Watershed Model

Watershed ModelFigure 1: Ohio River Basin (light grey) with HUC 4 Watersheds Calibrated with WARMF Model highlighted

The Ohio River Basin Water Quality Trading Project utilizes two models for estimating nutrient reductions from the point of generation (credit seller) to the point of use (credit buyer). The models account for location-specific nutrient attenuation factors and ensure that the Project pays for performance, i.e. nutrient reductions, not simply conservation practices. The Project is currently using: (1) the EPA Region 5 spreadsheet model for estimating nutrient reductions at the edge of the field (i.e., Point of Generation Credits); and (2) the Watershed Analysis Risk Management Framework (WARMF) model for estimating nutrient attenuation (reduction) from the edge-of-field to the point of use (i.e., Point of Use Credits). The Project is also testing the USDA Natural Resources Conservation Service (“NRCS”)-developed Nutrient Tracking Tool as an edge-of-field calculator, and we continue to monitor opportunities to improve the technical basis for estimating edge of field loadings.

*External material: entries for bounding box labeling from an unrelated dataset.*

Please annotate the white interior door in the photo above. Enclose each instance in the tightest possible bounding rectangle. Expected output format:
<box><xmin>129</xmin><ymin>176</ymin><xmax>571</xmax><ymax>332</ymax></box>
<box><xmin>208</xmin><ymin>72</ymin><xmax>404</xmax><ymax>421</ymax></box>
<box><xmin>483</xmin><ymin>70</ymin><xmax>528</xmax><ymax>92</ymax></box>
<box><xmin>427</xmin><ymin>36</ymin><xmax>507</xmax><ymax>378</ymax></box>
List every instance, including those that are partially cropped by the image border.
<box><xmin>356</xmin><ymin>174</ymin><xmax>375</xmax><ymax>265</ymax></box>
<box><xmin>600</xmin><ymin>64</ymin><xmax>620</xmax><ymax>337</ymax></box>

The WARMF model is applied to predict the in-stream responses to nutrient load reductions between credit sellers and credit buyers, thereby estimating the total nutrient reductions actually achieved at any particular point of compliance. These predictions account for a number of physical factors (e.g., location of buyer and seller, in-stream fate and transport, specific form of pollutant), as well as the uncertainty inherent in the model itself. In this way, the project calculates unique trade ratios for every single transaction, and accounts for the unique watershed characteristics present between each buyer and seller.  The project does not use an overarching trade ratio, but rather, specific ratios that account for the slope, soil type, river dynamics, and specific nutrient assimilation capacity between each buyer and seller.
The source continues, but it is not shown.